Pre-tax profits of pounds 31.2m, against pounds 16.9m in 1992, included a one-off pounds 5.5m pension scheme refund. They were struck from a 45 per cent increase in sales to pounds 185m.

Turnover was boosted by a record number of completions on 1,860 houses (1,367) and an increase in their average selling price. Profits from speculative property development also rose.

A return to Wilson's upmarket roots in five-bedroom houses increased the average selling price from pounds 75,000 to pounds 83,900 despite no underlying house price inflation.
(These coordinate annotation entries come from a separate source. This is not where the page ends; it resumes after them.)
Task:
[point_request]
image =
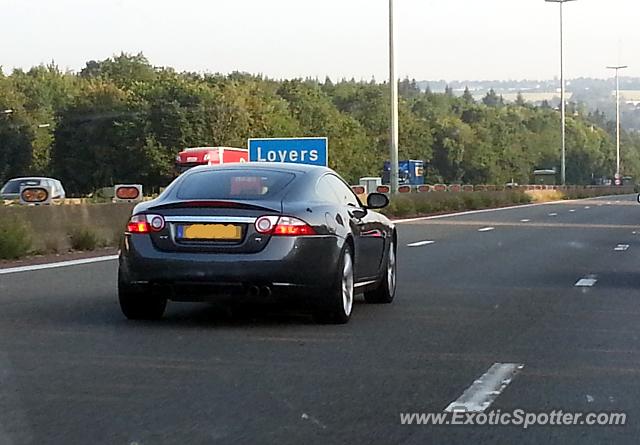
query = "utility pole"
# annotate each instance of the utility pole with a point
(618, 177)
(562, 92)
(393, 83)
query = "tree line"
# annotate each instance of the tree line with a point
(122, 120)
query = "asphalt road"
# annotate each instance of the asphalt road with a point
(492, 287)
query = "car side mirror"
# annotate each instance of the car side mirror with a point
(378, 201)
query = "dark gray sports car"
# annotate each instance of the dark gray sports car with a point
(258, 230)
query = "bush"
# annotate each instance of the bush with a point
(84, 238)
(15, 238)
(402, 206)
(436, 202)
(423, 205)
(472, 201)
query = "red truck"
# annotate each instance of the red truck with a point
(192, 157)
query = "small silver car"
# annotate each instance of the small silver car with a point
(11, 190)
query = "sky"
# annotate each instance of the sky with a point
(444, 39)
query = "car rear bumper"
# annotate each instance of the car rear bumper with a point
(286, 262)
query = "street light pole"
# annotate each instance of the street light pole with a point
(617, 68)
(562, 92)
(393, 83)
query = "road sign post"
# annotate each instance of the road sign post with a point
(312, 151)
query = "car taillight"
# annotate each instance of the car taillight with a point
(265, 224)
(35, 194)
(283, 226)
(145, 224)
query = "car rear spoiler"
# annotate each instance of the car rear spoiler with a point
(221, 204)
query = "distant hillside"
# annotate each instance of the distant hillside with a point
(594, 94)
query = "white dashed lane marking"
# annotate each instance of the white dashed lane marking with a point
(588, 281)
(484, 391)
(420, 243)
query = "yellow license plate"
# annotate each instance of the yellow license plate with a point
(228, 232)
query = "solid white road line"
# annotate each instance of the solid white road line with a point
(484, 391)
(59, 264)
(420, 243)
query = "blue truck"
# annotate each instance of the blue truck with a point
(410, 172)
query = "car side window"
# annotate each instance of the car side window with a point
(343, 191)
(325, 190)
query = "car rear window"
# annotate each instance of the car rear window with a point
(234, 184)
(13, 186)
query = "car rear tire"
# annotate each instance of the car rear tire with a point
(338, 302)
(137, 303)
(386, 291)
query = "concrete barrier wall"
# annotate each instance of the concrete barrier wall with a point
(51, 225)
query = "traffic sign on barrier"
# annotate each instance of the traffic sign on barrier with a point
(128, 193)
(313, 151)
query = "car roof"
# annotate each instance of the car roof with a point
(32, 178)
(279, 166)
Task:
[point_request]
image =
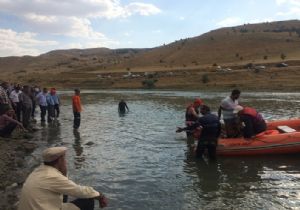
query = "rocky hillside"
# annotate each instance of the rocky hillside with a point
(260, 44)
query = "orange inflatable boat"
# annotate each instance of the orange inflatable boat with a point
(281, 137)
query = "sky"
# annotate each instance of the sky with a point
(34, 27)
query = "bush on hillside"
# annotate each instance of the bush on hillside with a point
(205, 78)
(149, 83)
(282, 56)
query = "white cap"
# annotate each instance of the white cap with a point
(237, 109)
(53, 153)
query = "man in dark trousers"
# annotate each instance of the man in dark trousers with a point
(76, 103)
(210, 132)
(122, 107)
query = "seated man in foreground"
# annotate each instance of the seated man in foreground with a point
(46, 185)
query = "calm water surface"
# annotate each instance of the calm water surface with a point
(139, 161)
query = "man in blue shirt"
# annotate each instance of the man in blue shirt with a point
(42, 100)
(210, 132)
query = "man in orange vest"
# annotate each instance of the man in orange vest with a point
(192, 114)
(253, 121)
(76, 108)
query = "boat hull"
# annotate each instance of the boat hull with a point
(270, 143)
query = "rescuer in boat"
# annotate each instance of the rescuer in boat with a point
(230, 120)
(122, 107)
(192, 114)
(210, 132)
(252, 121)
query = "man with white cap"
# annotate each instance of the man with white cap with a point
(230, 120)
(252, 120)
(46, 185)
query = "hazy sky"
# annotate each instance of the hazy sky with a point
(32, 27)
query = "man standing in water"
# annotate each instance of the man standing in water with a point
(46, 185)
(210, 132)
(76, 108)
(122, 107)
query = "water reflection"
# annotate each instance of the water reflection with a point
(141, 163)
(78, 148)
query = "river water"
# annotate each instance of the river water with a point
(139, 161)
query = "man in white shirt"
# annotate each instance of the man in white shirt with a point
(230, 119)
(14, 97)
(46, 185)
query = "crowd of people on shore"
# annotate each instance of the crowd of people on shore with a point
(48, 186)
(239, 121)
(18, 106)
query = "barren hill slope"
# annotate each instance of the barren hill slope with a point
(265, 42)
(194, 60)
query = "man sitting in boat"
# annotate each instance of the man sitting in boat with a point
(253, 122)
(226, 109)
(192, 114)
(210, 132)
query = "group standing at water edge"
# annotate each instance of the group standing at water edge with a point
(18, 103)
(238, 121)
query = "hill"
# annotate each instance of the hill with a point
(176, 63)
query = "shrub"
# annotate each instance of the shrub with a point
(205, 78)
(149, 83)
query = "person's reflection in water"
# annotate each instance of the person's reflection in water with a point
(208, 172)
(122, 108)
(78, 149)
(54, 132)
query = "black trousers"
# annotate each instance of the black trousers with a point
(210, 145)
(77, 119)
(50, 115)
(43, 113)
(8, 129)
(56, 110)
(18, 109)
(26, 114)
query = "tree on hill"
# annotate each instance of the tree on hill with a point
(282, 56)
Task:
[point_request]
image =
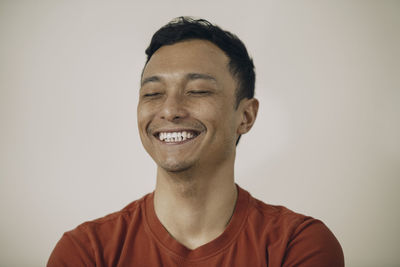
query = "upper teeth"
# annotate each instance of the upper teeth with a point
(175, 136)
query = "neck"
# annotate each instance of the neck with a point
(195, 207)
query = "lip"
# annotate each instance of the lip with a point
(194, 131)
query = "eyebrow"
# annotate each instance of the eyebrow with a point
(189, 77)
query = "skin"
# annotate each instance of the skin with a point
(188, 86)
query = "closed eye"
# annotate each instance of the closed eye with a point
(151, 94)
(200, 92)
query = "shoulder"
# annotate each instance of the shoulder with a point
(307, 241)
(80, 246)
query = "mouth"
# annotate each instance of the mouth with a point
(176, 136)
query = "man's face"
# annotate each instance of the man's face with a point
(186, 111)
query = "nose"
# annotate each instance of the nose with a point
(173, 108)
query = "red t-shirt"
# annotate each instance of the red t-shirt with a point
(257, 235)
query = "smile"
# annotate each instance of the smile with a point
(175, 137)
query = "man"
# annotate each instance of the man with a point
(196, 100)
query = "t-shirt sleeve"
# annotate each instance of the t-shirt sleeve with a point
(73, 249)
(313, 244)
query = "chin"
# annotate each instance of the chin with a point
(178, 167)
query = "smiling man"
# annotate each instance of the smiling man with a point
(196, 100)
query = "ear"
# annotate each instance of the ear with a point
(248, 109)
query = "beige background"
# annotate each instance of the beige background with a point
(326, 142)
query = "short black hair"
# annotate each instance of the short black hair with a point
(187, 28)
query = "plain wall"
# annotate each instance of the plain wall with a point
(325, 143)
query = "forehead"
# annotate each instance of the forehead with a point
(188, 56)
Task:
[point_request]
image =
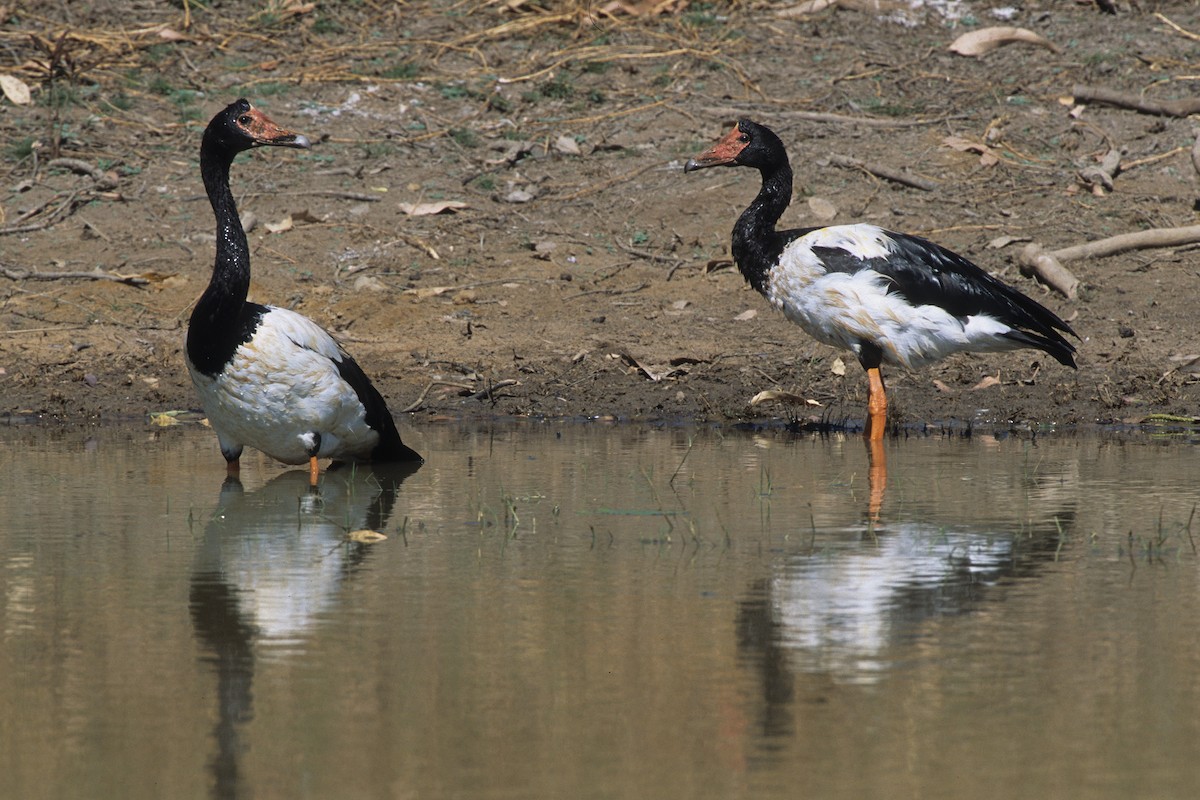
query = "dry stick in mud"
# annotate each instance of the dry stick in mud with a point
(1049, 269)
(1135, 102)
(21, 274)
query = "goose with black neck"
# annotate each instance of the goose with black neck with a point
(270, 378)
(888, 298)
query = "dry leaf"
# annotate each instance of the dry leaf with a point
(822, 209)
(366, 536)
(16, 90)
(305, 216)
(427, 209)
(567, 145)
(987, 40)
(808, 7)
(987, 155)
(281, 226)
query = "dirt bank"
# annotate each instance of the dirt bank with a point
(586, 275)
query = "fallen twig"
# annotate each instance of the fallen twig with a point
(886, 173)
(838, 119)
(21, 274)
(1135, 102)
(105, 182)
(1048, 265)
(469, 388)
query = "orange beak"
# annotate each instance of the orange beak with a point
(723, 154)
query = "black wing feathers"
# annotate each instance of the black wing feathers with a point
(390, 447)
(927, 274)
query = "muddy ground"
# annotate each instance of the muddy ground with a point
(586, 275)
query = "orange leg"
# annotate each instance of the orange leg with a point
(313, 470)
(877, 476)
(876, 405)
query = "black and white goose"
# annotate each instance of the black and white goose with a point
(889, 298)
(270, 378)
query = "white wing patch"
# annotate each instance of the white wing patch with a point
(846, 308)
(282, 386)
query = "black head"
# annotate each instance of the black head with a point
(748, 144)
(241, 126)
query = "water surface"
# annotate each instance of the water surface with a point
(600, 612)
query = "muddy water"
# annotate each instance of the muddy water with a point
(601, 612)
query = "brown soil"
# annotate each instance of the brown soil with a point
(616, 270)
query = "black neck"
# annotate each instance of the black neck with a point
(214, 332)
(756, 245)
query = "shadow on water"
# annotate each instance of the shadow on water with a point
(270, 563)
(834, 614)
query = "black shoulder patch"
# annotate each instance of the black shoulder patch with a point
(211, 341)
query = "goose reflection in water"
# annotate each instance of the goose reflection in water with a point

Accounting for less than two- fifths of sales in 1992, large detached houses will be two-thirds of this year's completions. Smaller units aimed at first-time buyers will fall from half of the total to a quarter.

Earnings per share, excluding the pension surplus, were 22.4p (14.2p) and, as forecast at the time of a pounds 57m rights issue last November, the final dividend of 6.65p made a full-year total of 9.3p, a 7 per cent increase.

The proceeds of the cash call had been used to increase Wilson's land bank from 8,750 plots to 10,300. David Wilson, chairman and chief executive, said the total would reach 12,000 this year.

Net cash of pounds 21m at the year-end had been spent in the first three months of the year. Borrowings currently amount to pounds 4m, with pounds 30m of debt anticipated by the year-end.

Mr Wilson warned that land prices, which were up to 50 per cent higher than a year ago in the south of the country, had risen by about 20 per cent in the company's Midlands heartland. But he said that operating margins would rise slightly this year.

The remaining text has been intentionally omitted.